David H Doo at October 16, 2020 12:35 PM
I was the husband in this scenario, many years ago. I never wanted kids, and I made that clear when I first got married. My bride, then 22, went along with me. Seven years later, baby rabies kicked in. If we'd divorced then, she'd have had time to find someone else. But she spent six years trying to change my mind before we finally split. By the time she remarried she was over 40. Never had kids.

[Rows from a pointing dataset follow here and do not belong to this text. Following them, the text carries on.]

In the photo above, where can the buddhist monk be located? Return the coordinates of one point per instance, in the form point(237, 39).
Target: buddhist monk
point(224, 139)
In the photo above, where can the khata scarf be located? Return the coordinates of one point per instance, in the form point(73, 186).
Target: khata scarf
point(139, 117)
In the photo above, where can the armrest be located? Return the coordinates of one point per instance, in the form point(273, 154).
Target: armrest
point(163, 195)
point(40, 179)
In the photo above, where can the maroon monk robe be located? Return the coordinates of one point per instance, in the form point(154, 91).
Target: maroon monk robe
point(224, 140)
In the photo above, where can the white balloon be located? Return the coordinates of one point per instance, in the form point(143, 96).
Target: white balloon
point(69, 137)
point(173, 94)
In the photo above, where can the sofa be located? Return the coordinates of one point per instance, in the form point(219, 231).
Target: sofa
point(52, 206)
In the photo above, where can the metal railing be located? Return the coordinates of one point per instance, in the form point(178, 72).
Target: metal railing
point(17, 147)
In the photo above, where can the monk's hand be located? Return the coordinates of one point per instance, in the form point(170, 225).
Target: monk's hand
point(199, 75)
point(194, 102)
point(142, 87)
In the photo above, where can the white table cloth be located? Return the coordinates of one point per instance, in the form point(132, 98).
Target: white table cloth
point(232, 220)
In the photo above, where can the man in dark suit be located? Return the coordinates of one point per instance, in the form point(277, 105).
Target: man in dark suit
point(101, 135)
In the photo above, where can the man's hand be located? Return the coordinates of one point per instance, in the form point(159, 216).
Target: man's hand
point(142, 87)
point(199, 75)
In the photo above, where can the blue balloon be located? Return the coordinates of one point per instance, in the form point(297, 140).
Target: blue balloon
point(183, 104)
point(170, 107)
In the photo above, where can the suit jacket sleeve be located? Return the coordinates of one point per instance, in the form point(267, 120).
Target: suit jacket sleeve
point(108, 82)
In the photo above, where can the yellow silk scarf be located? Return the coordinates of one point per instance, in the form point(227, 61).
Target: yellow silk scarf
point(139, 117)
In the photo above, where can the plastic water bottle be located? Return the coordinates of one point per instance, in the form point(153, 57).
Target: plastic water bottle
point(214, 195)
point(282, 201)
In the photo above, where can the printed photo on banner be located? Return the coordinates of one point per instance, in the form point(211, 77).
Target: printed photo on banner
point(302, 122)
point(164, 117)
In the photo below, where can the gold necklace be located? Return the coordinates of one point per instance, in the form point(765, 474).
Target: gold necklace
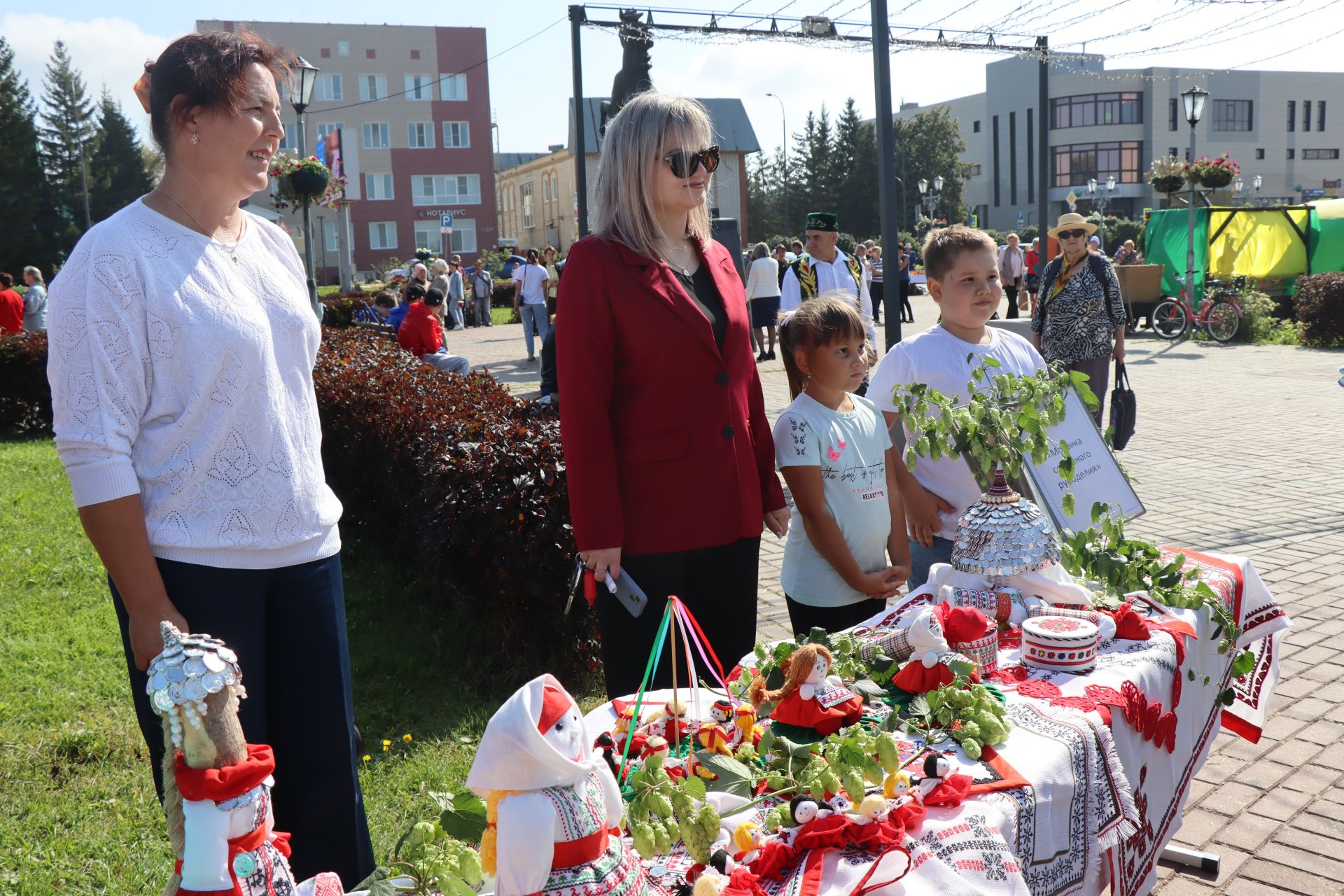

Rex Little at October 18, 2020 9:03 PM
I don’t know if this is helpful, but I was the letter writer in this scenario. The last guy I was with really didn’t want kids. I told him I wanted one, but we stayed together anyway. I eventually got around to the conclusion we should part, and left him. After a solid week of denial and telling me he was considering dumping me first, he told me he’d love to have a kid with me, and we didn’t have to limit it to one. Months later, he stands by that. He’ll randomly text to tell me he made a mistake assuming he didn’t want a family with me. I am 100% sure he wouldn’t have done the deep thinking on that if I didn’t leave him. Of course, idk if that’s helpful, because leaving is hard, and when I do it it’s because I’m truly done.
Anon at October 19, 2020 12:35 PM
Rex,
That appears messed up on her part. What's really crazy is that after you two were divorced, it seems like she used her remaining time to search for someone willing to have kids, go through an entire engagement and wedding before she could even think about getting pregnant.
Anon,
You didn't confirm this, but it sounds like you never went back to that guy. Good.
Fayd at October 19, 2020 1:04 PM
I don’t know if this is helpful, but I was the letter writer in this scenario. The last guy I was with really didn’t want kids. I told him I wanted one, but we stayed together anyway. I eventually got around to the conclusion we should part, and left him. After a solid week of denial and telling me he was considering dumping me first, he told me he’d love to have a kid with me, and we didn’t have to limit it to one. Months later, he stands by that. He’ll randomly text to tell me he made a mistake assuming he didn’t want a family with me. I am 100% sure he wouldn’t have done the deep thinking on that if I didn’t leave him. Of course, idk if that’s helpful, because leaving is hard, and when I do it it’s because I’m truly done.
Anon at October 19, 2020 1:10 PM
Fayd, no I didn’t. It was hard, but I’m confident about it now.
My comment posted twice because I was in a restaurant with no reception, oops
Anon at October 19, 2020 1:15 PM
Fayd,
I don't know if she was still looking to have kids after we divorced. She was 35 then, and may have decided it was already too late. She did eventually remarry, and they're still together after more than 25 years.